Let’s not stop here but try and understand how the payments by these three payments are reported.

Looking into Zimmer most of the larger amounts are just not disclosed. Only the smaller amounts – less than a thousand dollars have the type classified- lodging, meals , gifts. Not much insight there.

In Pfizer – the larger payments are in a category called Pfizer sponsored research. Looks like (of course, contingent on them telling the truth) that Pfizer is spending a lot of it’s resources on research – hopefully a good thing.

In Eli Lily – most of the larger amounts are in a category called Healthcare Education. Again, hopefully a good thing.

A quick note on the display here- none of the charts today are interactive. The reason being I didn’t have access to a data visualization software which supports interactivity of really large data sets – to be published publicly. If you want to go down the interactive route here the best way is to use one of the JS frameworks.

2. Which companies spend the most per “gift” or payment?

I could have alternatively worded this as “As a physician which company will you be making the most out per payment you get”!

As you can see here are the top 3:

1. Zimmer – Almost 300k on an average per payment!

2. Medtronic – Over 100k per payment on an average.

3. Stryker-  Nearly 100k per payment on an average.

More interesting stuff- These answers are interesting but we can drill down into even more interesting answers here. The first is from the caveat: these are average payments and by itself don’t mean much. Hypothetically, there can be lots of $1 payments or some really high ones. And from what I’ve seen practically – that’s usually the case. It’s always a lot more more interesting to drill into average numbers.

Exploring each category a bit more I find the highest payment ever made in this data set was by Zimmer – a sum of 18 million over six months in 2007! Wow, that’s insane. The type of this payment wasn’t even disclosed. I need to ask the folks at Medical data informatics who the organization/person was.

Going along the thread to illustrate how misleading averages can be: only 52 out of 2620 records are over 300k! This actually implies that if you were to bet on an unknown payment by Zimmer, you have less than 2% chance it will be above the average. Averages are wrong 98% of the time here!
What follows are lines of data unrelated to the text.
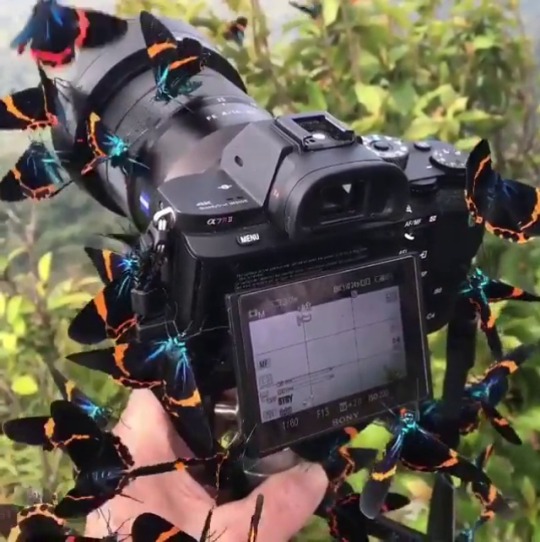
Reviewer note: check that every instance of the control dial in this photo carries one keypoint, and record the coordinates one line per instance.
(390, 149)
(447, 157)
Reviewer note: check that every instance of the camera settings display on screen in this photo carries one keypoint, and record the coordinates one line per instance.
(319, 347)
(328, 351)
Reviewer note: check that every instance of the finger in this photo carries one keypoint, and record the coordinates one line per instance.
(290, 499)
(147, 432)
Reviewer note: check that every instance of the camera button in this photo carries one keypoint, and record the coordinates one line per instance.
(247, 239)
(422, 145)
(424, 186)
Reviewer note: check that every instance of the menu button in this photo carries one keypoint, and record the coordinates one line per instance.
(248, 239)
The most interesting derivative for me from this question-  Zimmer made 19 payments in 2007 – above 11 million dollars where the type was not disclosed!
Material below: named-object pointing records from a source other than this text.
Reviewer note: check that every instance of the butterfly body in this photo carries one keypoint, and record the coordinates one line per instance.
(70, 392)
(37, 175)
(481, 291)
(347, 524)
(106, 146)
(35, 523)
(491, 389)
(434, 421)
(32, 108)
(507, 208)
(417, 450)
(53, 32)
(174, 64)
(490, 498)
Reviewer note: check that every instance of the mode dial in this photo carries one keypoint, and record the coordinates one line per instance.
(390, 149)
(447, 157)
3. As a physician which state should you belong to have a higher probability of receiving a payment from a company?

Most payments are made out to California, Texas and NY!

Additional exploration- I looked into payments declared as “gifts” and the largest was by Zimmer for just $258! I’m pretty cynical about those numbers reported by those companies! Even most companies travel expenses seemed fairly accurate- no nuggets of gold there.

Data set and tools used:

The data set is fairly huge – contains 550,000 rows of information of each payment made from Jan 1 2007 -Jan 1 2011. The data fields breakdown  is as follows – The  company name  who made the payment, the year the payment was made, the period between which the payment was made, the city and state in which the physician was located and the estimated amount.

Tools used- The tools I used for this analysis were Tableau – the desktop version and Excel – pivot tables to summarize some of the initial data. Most tools and spreadsheet software will not handle either over 5Mb of data or over 100k rows.The best alternate way is to run this is R and work on the data from there. Or even reducing the scope and size in SQL and then feed it into another analysis tool.

Side Note: A huge thanks to Mark Hubbard and Julia from Medical Data Informatics for giving me access, answering my questions and patiently waiting till I settle down in this city.


Side Note: Hard to keep up with all my quirky hobbies.. without internet. I’ve stopped promising and eventually breaking a regular schedule with this transition. I promise I try pretty hard though!